Nontrivial integer solutions of $\sum_{i=1}^3 a_i ^3=\sum_{i=1}^3 b_i ^3$ and $\sum_{i=1}^3 a_i =\sum_{i=1}^3 b_i$

Question

The goal is to understand a set of nontrivial solutions of cubic polynomials

$$ \sum_{i=1}^3 a_i ^3=\sum_{i=1}^3 b_i ^3 \Rightarrow a_1^3+a_2^3+a_3^3=b_1^3+b_2^3+b_3^3, \tag{1} $$ $$ \sum_{i=1}^3 a_i =\sum_{i=1}^3 b_i \Rightarrow a_1+a_2+a_3=b_1+b_2+b_3 , \tag{2} $$ for $a_i,b_i\in \mathbb{Z}$ where we demand $(a_1,a_2,a_3)\neq (b_1,b_2,b_3)$ or any of its permutation (total $3!=6$ cases).

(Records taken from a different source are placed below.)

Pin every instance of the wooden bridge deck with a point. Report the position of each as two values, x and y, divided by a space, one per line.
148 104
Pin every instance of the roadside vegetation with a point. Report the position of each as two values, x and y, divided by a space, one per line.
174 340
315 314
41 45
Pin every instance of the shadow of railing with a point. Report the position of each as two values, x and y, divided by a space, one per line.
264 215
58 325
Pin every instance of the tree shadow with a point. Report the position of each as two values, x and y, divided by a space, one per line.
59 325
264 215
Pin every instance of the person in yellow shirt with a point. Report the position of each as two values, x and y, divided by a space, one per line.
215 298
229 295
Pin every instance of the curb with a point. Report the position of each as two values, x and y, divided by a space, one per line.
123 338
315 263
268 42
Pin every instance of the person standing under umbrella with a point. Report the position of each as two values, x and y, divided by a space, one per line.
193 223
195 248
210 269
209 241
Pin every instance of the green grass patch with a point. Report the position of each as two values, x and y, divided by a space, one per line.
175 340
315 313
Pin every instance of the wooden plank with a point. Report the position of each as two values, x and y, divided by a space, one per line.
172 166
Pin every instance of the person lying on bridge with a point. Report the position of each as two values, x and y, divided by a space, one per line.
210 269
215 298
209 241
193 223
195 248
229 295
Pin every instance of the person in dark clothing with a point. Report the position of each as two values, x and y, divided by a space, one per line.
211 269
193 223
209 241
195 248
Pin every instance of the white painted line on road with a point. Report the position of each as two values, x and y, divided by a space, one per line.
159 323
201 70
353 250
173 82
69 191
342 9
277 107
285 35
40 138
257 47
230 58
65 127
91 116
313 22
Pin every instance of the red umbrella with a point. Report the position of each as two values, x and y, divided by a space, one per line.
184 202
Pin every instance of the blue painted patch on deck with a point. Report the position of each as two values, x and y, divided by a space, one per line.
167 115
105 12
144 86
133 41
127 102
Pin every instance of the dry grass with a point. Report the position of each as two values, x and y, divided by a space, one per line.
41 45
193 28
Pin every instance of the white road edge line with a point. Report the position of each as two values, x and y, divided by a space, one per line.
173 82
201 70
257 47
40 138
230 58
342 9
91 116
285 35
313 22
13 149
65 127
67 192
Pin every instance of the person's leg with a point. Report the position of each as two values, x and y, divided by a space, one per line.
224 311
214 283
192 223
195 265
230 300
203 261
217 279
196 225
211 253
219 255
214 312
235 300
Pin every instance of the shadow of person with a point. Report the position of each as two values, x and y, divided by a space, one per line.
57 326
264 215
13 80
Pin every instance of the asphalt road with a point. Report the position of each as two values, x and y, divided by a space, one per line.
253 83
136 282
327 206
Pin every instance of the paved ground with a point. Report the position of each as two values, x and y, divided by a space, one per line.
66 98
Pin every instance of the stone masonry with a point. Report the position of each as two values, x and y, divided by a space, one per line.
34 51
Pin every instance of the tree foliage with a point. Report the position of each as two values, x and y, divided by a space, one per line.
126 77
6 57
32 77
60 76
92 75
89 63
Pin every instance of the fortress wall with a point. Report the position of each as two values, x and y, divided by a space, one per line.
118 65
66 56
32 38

• Question: Are there any nontrivial solutions? (e.g. $a_i,b_i\in \mathbb{Z}$ where we demand $(a_1,a_2,a_3)\neq (b_1,b_2,b_3)$ and other $3!$ permutations.) How many simple but nontrivial solutions are there in the smaller values of $a,b,c,d$? (The simple form the solutions are the better.) Or can one prove or disprove that there are nontrivial solutions? (Even better, if we can get a quick algorithm to generate the solutions.)

• A non-trivial example or a proof of non-existence is required to be accepted as a final answer.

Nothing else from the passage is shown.